Will the Deadlift help your Squat?
Yes. As we covered above, sumo deadlifts will develop your quad strength and conventional pulling is more hamstring dominant.
So sumo deadlift is of greater benefit to the front squat and conventional will have a greater carryover to the bottom portion of the back squat.
It also greatly improves your lower back strength, core and your bracing patterns, so there’s no question your deadlift and squat should work in harmony. But the squat can be a complex beast, so discover what accessory exercises would best suit your squat needs here.
Why does my back hurt when I Deadlift?
- You’re doing it wrong
- You have an existing injury that makes it hard to perform
- You have a weak core or you don’t properly engage it
If your lower back rounds when you deadlift that’s a big no-no and can definitely cause some pain. Pull your chest up, shoulders back and lats tight. Once you’ve pulled the slack out of the bar you should be ready to deadlift without back pain.
If you have an existing injury you can’t train around then you need to see a specialist.

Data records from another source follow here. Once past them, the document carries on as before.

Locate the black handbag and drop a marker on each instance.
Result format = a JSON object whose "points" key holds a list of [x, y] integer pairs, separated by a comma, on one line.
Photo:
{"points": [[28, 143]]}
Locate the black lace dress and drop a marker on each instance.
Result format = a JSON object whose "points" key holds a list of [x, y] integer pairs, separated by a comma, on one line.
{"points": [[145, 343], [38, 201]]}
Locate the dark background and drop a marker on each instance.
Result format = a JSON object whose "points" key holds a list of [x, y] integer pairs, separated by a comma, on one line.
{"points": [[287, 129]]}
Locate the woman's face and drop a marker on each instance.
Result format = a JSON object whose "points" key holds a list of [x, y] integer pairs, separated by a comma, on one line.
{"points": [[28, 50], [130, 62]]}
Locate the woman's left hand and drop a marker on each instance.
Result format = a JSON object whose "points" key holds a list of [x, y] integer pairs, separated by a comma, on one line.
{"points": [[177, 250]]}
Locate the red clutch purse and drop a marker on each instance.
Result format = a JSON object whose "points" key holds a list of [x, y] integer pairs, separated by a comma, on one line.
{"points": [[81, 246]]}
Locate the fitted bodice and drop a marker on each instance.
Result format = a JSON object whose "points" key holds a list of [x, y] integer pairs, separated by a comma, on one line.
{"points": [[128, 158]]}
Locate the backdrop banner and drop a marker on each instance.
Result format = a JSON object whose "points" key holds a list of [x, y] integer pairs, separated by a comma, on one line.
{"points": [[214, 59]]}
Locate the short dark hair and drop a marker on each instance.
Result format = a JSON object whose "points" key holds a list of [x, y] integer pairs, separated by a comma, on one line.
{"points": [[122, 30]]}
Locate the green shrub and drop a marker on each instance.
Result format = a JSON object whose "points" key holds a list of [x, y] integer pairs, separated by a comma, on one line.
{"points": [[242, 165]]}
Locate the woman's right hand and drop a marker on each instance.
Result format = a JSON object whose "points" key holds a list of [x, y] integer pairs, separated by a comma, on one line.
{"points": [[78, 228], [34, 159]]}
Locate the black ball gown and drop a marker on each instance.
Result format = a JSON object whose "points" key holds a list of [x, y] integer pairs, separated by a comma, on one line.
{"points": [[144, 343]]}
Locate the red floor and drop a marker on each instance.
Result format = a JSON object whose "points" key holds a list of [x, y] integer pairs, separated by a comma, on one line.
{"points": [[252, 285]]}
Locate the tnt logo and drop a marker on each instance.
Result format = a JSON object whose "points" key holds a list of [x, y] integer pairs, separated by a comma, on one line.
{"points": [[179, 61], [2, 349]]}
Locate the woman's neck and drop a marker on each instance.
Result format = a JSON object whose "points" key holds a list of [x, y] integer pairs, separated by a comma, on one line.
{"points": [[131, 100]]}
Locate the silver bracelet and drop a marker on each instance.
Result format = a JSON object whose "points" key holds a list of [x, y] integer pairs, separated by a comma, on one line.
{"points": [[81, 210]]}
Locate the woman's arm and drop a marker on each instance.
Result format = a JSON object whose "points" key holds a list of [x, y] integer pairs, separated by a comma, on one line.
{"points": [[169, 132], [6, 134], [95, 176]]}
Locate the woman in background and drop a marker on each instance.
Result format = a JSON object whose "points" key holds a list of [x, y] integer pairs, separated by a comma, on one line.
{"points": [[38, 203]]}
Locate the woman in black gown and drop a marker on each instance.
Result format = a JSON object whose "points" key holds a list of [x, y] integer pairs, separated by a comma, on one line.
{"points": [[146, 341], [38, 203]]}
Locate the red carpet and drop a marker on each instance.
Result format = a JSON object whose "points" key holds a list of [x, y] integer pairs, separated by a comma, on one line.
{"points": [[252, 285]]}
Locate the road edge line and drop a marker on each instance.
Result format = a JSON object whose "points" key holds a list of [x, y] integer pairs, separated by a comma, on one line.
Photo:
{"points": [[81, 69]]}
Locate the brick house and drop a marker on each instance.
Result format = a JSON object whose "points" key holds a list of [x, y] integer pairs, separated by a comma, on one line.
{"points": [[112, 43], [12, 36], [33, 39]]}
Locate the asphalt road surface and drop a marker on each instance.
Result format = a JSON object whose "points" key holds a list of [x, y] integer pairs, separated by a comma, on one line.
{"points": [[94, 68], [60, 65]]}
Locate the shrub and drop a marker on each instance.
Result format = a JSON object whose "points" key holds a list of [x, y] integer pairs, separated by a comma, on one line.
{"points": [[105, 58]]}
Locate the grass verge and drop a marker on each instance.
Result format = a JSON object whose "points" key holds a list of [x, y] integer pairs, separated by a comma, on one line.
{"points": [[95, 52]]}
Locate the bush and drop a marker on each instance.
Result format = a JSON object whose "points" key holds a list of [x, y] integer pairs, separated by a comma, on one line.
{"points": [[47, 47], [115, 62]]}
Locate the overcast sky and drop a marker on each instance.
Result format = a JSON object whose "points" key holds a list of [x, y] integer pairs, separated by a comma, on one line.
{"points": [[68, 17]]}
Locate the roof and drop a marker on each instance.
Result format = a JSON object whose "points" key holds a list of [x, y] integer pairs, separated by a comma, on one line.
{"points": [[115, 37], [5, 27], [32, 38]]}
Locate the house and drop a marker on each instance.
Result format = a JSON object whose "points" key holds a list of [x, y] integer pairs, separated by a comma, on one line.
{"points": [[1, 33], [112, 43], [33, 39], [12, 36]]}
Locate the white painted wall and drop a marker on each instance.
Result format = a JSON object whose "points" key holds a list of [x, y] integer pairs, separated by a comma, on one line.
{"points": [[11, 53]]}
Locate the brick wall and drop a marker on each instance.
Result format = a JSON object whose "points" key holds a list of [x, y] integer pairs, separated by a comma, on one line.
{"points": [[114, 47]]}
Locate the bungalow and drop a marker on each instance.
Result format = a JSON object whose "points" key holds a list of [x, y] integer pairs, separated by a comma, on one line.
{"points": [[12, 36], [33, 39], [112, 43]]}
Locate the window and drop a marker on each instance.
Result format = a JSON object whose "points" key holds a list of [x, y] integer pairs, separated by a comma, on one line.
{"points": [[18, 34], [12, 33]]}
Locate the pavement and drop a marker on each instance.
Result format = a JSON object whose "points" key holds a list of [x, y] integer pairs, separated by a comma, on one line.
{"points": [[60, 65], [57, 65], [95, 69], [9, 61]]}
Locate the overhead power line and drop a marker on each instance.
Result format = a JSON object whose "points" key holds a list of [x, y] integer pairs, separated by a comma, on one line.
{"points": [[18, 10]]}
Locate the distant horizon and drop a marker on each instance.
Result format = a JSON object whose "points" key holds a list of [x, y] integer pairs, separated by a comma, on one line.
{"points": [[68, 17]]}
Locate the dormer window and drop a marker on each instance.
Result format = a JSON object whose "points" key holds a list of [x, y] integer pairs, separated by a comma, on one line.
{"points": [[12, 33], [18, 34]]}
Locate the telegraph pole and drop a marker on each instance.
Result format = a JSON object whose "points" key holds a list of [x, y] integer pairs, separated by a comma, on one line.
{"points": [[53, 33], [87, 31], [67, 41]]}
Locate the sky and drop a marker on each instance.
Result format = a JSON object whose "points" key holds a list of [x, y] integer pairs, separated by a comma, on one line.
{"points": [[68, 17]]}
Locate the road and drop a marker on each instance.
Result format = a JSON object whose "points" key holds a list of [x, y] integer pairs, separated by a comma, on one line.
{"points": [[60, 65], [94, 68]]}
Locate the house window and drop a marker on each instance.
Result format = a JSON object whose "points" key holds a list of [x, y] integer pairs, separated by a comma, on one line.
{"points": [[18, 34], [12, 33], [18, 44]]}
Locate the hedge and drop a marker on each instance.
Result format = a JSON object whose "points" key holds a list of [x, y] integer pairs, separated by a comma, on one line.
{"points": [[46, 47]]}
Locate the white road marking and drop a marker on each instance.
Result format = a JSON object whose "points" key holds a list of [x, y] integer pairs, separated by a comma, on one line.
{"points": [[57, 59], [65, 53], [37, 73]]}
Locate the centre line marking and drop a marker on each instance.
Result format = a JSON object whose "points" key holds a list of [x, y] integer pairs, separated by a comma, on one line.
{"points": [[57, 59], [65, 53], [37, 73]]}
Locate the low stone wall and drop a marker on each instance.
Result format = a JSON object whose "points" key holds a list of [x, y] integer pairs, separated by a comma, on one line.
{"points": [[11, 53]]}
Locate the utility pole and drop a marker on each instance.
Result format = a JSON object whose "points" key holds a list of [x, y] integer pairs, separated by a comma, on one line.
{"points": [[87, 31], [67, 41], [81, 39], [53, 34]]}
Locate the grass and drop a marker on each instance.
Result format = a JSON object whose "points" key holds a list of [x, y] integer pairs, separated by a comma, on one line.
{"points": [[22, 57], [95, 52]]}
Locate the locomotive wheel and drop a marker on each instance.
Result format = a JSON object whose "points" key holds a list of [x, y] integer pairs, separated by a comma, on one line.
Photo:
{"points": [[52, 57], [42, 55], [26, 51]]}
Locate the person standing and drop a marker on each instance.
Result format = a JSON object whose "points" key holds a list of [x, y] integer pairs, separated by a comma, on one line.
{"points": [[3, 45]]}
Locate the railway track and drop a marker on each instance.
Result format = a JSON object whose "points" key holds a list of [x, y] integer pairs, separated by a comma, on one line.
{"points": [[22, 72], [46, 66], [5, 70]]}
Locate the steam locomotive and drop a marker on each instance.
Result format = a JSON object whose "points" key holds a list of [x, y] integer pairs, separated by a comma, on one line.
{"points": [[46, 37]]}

If you can train around it, then give deadlifting a rest for a couple of weeks and see what other exercises aggravate it.
This guide to muscle activation in the deadlift should be useful for this.
Once you’ve narrowed it down to a particular muscle group you can begin strengthening it with remedial exercises.
I recently worked out my core was the weakest part of my lift. This meant that I was being held back by my lower back and abdominals when deadlifting.
To rectify it, I added in 4-6 sets of weighted planks 3 times a week in between sets to save time. Within 3 weeks my back issues had gone.
Coincidence? Maybe. But a stronger core is always a plus point.
Can you Sumo Deadlift in Competition?
Yes and many lifters do. As it tends to favour longer limbed lifters, the sumo deadlift is used substantially in powerlifting competitions worldwide. However it isn’t allowed in strongman competitions and isn’t part of Olympic weightlifting.
If you specialise in Olympic weightlifting there’s a trade-off to consider. Whilst the conventional deadlift is better at building explosivity, it can disrupt your bar path in the clean. So although the sumo deadlift is less specific, it may prove to be more beneficial in the long-term.
You also need to consider the impact deadlifting too often will have on your CNS.